Dr Lucy Ham, Dr Kaan Öcal & Dr Augustinas Šukys

WORKSHOP: The fundamentals of whole-cell modelling: stochastic simulation with Julia

Whole-cell models are cutting-edge tools for predicting cellular phenotypes from genotypes by simulating the interactions of every gene and cellular function. These models have the potential to revolutionise rational bioengineering, synthetic biology, and precision medicine by enabling the design and optimisation of biological systems with exceptional accuracy. However, building fully comprehensive and precise whole-cell models remains a considerable challenge.

This workshop will introduce participants to the core principles of whole-cell modelling, with a focus on key cellular processes such as gene regulation, protein synthesis and degradation, and metabolism. Attendees will explore the latest developments in stochastic modelling and computational biology, learning how to simulate biochemical processes using Julia, a powerful programming language for scientific computing.

Participants will also explore methods for fitting stochastic models to experimental data, gaining hands-on experience in model calibration techniques. By the end of the workshop, attendees will have built a strong foundation in both the theoretical and computational aspects of whole-cell modelling, providing them with the tools necessary to analyse and understand complex biological systems.

Keywords: stochastic simulation, Julia, modelling, biochemical systems

Requirements: Participants will need a laptop with Julia installed (https://julialang.org/downloads/), along with the following packages: Catalyst.jl, ModelingToolkit.jl, JumpProcesses.jl, DifferentialEquations.jl, Plots.jl.

Relevance: This workshop is most relevant to students and early-career researchers in computational or mathematical biology, mathematics, computer science, bioinformatics, and systems biology, particularly those interested in modelling complex cellular processes.

Dr Lucy Ham
Postdoctoral research fellow, The University of Melbourne

Dr Lucy Ham is a Postdoctoral Research Fellow within the ARC Centre of Excellence for the Mathematical Analysis of Cellular Systems (MACSYS) at the University of Melbourne. Her research focuses on developing mathematical and computational models to understand the molecular networks that drive cellular decision-making.  She is particularly interested in understanding the origins and mechanisms behind cell-to-cell heterogeneity in gene expression and has made noteworthy advancements in the stochastic analysis of cellular processes.
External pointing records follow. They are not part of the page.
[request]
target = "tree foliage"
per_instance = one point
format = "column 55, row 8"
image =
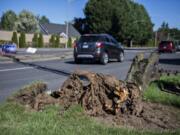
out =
column 124, row 19
column 8, row 20
column 26, row 22
column 44, row 19
column 22, row 40
column 166, row 33
column 14, row 38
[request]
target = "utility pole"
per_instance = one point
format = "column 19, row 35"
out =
column 155, row 39
column 168, row 36
column 67, row 33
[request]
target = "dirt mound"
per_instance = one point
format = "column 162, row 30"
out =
column 106, row 99
column 33, row 96
column 99, row 94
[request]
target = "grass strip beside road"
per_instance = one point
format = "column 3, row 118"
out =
column 154, row 94
column 15, row 120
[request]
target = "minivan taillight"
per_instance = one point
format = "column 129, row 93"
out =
column 99, row 45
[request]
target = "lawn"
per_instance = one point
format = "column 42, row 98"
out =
column 16, row 120
column 154, row 94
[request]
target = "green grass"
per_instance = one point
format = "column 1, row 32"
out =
column 15, row 120
column 154, row 94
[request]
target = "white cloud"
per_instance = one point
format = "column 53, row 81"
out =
column 70, row 1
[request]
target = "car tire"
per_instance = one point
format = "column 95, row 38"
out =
column 121, row 57
column 104, row 58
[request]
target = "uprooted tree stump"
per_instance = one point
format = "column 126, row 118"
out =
column 99, row 94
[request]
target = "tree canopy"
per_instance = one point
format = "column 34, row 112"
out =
column 124, row 19
column 7, row 20
column 43, row 19
column 26, row 22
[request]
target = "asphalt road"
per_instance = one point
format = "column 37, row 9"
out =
column 13, row 76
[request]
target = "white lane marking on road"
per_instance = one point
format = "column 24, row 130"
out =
column 14, row 69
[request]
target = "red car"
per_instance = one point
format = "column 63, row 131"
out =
column 166, row 46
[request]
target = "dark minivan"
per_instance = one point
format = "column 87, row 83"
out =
column 98, row 47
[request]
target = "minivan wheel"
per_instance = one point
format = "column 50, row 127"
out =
column 104, row 58
column 121, row 57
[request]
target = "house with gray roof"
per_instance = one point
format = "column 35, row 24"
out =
column 59, row 29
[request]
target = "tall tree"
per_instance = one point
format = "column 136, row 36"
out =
column 8, row 20
column 27, row 22
column 52, row 41
column 35, row 40
column 14, row 38
column 44, row 19
column 57, row 41
column 22, row 40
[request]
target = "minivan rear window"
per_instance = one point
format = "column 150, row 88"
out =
column 91, row 39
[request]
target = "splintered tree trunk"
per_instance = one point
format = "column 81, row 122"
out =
column 99, row 94
column 143, row 71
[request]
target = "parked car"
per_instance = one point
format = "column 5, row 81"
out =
column 166, row 46
column 9, row 48
column 98, row 47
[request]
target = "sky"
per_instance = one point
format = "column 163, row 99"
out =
column 60, row 11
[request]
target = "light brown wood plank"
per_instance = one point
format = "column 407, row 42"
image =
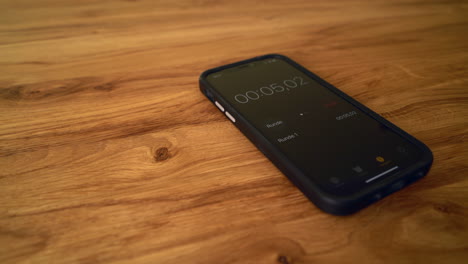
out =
column 110, row 154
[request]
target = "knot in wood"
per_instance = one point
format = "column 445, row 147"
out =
column 162, row 154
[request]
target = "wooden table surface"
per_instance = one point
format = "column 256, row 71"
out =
column 110, row 154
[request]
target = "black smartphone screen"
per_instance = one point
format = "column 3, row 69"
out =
column 340, row 147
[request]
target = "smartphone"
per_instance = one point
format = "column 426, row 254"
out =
column 339, row 153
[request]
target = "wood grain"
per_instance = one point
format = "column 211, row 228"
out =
column 110, row 154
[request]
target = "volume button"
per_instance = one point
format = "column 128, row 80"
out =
column 230, row 116
column 219, row 106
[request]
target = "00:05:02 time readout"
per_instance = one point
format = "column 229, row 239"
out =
column 271, row 89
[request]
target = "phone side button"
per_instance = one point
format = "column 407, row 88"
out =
column 230, row 116
column 219, row 106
Lucy has a PhD in pure mathematics, which bridged logic, algebra, and theoretical computer science, and she continues to publish in these areas.  She enjoys collaboration and building connections between mathematics, statistics, and biology.

Dr Kaan Öcal
Postdoctoral Research Fellow, The University of Melbourne

Dr Kaan Öcal is a Postdoctoral Research Fellow in the Theoretical Systems Biology group at the University of Melbourne, working with Prof Michael P.H. Stumpf. His main research interest is in stochastic modelling and inference for biochemical systems at the single-cell level.  He is currently working on combining new mathematical models of gene expression with existing high-quality experimental data to understand the mRNA and protein dynamics in living cells. Before moving to Melbourne, Kaan completed a PhD at the University of Edinburgh, where he worked with Ramon Grima and Guido Sanguinetti.

Dr Augustinas Šukys
Postdoctoral Research Fellow, The University of Melbourne

Dr Augustinas Šukys is a Postdoctoral Research Fellow in the Theoretical Systems Biology group at the University of Melbourne. He completed his PhD jointly at the University of Edinburgh and the Alan Turing Institute, where he focused on developing and implementing novel methods to approximate the chemical master equation, a framework commonly used for stochastic modelling of biochemical systems. His research interests also include transcriptomic data analysis, mechanistic model inference, open source computational software development and the applications of machine learning to biology.